There was Lenny Harris' foul ball just to the left of the foul pole in left field in the second inning of Game Two. Had he homered there, the Mets would have tied the game 2-2. In the ninth, Zeile's deep fly out to--you guessed it--left field was caught by Clay Bellinger at the top of the wall. Had Zeile homered there, the Mets would have closed the gap to 6-4 with none out.

"With a little good fortune, it could have been a different series," Piazza says. "Obviously, it's not. So that's the most frustrating thing of all."

"We should have won the first game, to be honest about it," Wendell says. "We could have won last night too, but we didn't. We can't dwell on any of that stuff...you can't change any of that stuff." The only stuff the Mets can control begins tonight in Game Three. Hernandez is one of the greatest postseason pitchers ever (he's won all eight of his decisions and the Yankees are 10-0 in his starts) but the Mets have been renowned this postseason for jumping on the opposing pitcher quickly during home games. The Mets scored a total of 10 first inning runs in their first five games at Shea: Two runs in Game Four of the NLDS, one run in Game Three of the NLCS, four runs in Game Four of the NLCS and three runs in Game Five of the NLCS.

And don't forget this unique factoid: In three previous World Series Game Threes, the Mets have hit three leadoff homers. Timo Perez, this means you.

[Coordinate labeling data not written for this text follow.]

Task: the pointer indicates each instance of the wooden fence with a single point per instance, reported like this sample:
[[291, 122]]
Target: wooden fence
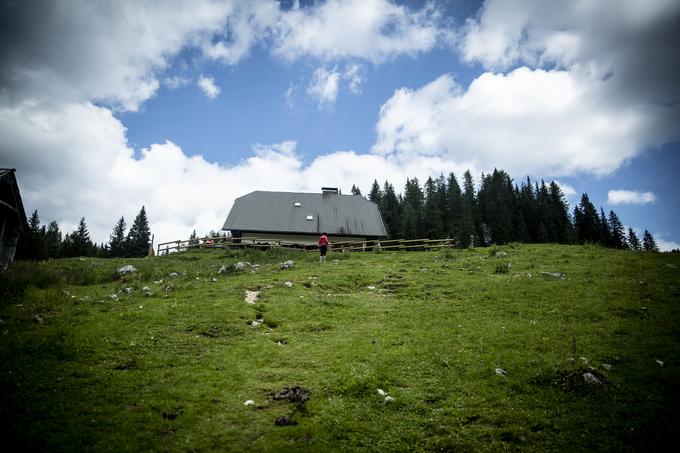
[[268, 243]]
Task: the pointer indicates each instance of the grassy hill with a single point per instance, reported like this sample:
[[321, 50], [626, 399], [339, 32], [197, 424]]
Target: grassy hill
[[480, 349]]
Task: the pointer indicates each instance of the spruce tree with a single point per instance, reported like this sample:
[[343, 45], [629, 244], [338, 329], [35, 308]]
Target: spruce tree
[[139, 235], [633, 241], [81, 244], [376, 194], [118, 241], [454, 208], [469, 208], [390, 210], [616, 231], [587, 222], [648, 242], [53, 240], [605, 232]]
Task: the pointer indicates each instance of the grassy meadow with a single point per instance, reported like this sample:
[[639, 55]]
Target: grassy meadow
[[479, 350]]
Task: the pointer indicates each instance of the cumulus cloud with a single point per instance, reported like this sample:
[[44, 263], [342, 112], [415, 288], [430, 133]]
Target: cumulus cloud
[[207, 85], [527, 121], [93, 172], [596, 86], [615, 197], [373, 30], [630, 44], [567, 189], [110, 52]]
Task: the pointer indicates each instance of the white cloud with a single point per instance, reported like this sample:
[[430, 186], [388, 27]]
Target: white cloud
[[373, 30], [627, 42], [93, 172], [615, 197], [82, 50], [207, 85], [567, 189], [324, 86], [175, 82], [665, 245], [526, 122], [354, 74]]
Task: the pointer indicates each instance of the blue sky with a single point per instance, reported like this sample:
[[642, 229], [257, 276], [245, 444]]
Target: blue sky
[[184, 106]]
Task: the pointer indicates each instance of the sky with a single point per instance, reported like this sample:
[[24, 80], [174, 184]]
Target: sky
[[184, 106]]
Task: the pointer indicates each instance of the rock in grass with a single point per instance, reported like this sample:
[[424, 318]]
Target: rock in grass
[[590, 378], [285, 420], [127, 269], [287, 264]]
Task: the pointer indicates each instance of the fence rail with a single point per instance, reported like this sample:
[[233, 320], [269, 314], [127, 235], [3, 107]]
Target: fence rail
[[268, 243]]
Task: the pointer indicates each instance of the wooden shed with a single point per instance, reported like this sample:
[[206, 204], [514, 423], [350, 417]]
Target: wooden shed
[[302, 217], [13, 221]]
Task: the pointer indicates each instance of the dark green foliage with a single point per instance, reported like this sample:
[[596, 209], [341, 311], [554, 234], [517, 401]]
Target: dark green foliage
[[633, 241], [586, 222], [648, 242], [53, 240], [118, 242], [617, 238], [139, 237]]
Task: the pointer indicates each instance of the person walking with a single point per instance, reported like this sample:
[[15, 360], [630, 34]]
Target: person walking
[[323, 247]]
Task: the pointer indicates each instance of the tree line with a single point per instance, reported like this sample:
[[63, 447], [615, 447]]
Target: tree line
[[500, 211], [46, 241]]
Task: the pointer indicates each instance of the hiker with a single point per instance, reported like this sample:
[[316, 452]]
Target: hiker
[[323, 247]]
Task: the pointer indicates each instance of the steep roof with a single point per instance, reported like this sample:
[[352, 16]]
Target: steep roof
[[276, 212], [10, 198]]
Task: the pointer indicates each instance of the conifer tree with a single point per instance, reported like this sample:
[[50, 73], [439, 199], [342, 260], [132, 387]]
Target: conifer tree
[[648, 242], [391, 210], [139, 235], [81, 244], [53, 240], [587, 222], [376, 194], [454, 208], [605, 233], [616, 231], [412, 210], [433, 219], [633, 241], [118, 241], [469, 208]]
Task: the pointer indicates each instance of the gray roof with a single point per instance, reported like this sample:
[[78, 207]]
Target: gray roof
[[275, 212]]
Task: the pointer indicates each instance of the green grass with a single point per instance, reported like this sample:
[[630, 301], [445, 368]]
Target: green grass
[[81, 371]]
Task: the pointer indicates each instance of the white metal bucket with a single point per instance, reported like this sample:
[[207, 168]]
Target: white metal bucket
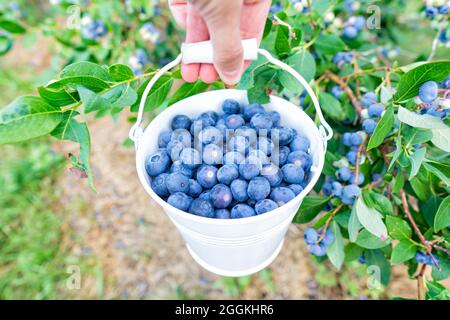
[[232, 247]]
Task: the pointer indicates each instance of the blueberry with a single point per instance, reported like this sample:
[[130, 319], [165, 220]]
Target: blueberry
[[210, 135], [292, 173], [252, 109], [300, 158], [265, 145], [265, 205], [344, 174], [159, 185], [258, 156], [282, 135], [329, 237], [356, 139], [375, 110], [157, 163], [230, 106], [227, 174], [202, 208], [276, 118], [428, 92], [369, 125], [311, 236], [190, 158], [242, 211], [279, 155], [350, 32], [239, 143], [178, 166], [299, 143], [282, 195], [164, 138], [174, 149], [261, 121], [248, 169], [183, 136], [177, 182], [221, 196], [368, 99], [205, 195], [296, 188], [181, 122], [234, 121], [208, 118], [319, 250], [207, 176], [212, 154], [180, 201], [222, 214], [233, 157], [258, 188], [350, 193], [273, 174], [360, 178], [239, 190]]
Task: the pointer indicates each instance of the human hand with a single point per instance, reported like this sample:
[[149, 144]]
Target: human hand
[[225, 23]]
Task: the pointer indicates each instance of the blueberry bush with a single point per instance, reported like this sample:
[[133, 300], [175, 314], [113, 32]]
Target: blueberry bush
[[380, 70]]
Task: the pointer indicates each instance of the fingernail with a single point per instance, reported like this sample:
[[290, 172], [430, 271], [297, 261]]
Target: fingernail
[[232, 77]]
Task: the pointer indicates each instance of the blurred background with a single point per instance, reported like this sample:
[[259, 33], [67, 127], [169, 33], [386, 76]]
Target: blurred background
[[54, 227]]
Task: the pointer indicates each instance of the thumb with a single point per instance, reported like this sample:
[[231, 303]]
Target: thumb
[[224, 30]]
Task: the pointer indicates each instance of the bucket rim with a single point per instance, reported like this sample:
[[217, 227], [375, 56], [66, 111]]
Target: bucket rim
[[227, 222]]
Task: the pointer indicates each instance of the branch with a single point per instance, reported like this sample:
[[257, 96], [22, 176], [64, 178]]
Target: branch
[[428, 246], [335, 78]]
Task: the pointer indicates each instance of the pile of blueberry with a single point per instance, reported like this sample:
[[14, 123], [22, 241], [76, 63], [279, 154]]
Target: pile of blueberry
[[430, 100], [236, 164], [316, 245]]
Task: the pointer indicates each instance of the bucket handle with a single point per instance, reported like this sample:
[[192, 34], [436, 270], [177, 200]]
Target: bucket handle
[[202, 52]]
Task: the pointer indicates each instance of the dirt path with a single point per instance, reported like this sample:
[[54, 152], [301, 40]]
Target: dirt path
[[138, 248]]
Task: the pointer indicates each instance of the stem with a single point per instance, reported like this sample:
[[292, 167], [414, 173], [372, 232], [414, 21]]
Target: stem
[[358, 157], [327, 223], [335, 78], [421, 283], [427, 245]]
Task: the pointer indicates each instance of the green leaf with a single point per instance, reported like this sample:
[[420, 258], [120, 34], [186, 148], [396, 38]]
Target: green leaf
[[157, 95], [335, 250], [382, 129], [26, 118], [442, 218], [403, 251], [367, 240], [11, 26], [57, 98], [282, 45], [86, 68], [370, 219], [410, 82], [353, 225], [416, 160], [120, 72], [378, 266], [416, 120], [310, 207], [89, 82], [304, 63], [441, 138], [187, 90], [329, 44], [92, 101], [331, 106], [72, 130], [398, 228]]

As for the Mets' starting pitcher, Rick Reed isn't exactly chopped liver. He's playoff-tested and had perhaps the best start of his life in Game Three of last year's NLCS, when Reed threw 55 of his first 70 pitches for strikes and allowed just one hit in the first seven innings.

"I've said it before: Reeder, in my eyes, is definitely a big-game pitcher," Wendell says. "He's the guy that you want in the foxhole if you're in a battle. He's the guy I'd want next to me."

And let's not forget this: Numerous Mets attended last night's game between the Jets and the Dolphins in which the Jets trailed by 23 points in the fourth quarter but pulled off the biggest comeback in team history to beat Miami in overtime, 40-37. ABC's Al Michaels compared the Jets to the Miracle Mets, and a dramatic comeback by the Mets in this World Series wouldn't be the first time the fates of the former co-tenants at Shea were intertwined. Remember, the Mets' miracle championship in 1969 occurred nine months after the Jets' miracle Super Bowl win.

The Mets might be down 2-0 in this World Series, but they aren't out. Games Six and Seven are scheduled for Saturday and Sunday at Yankee Stadium, and the Mets aren't planning to be anywhere else.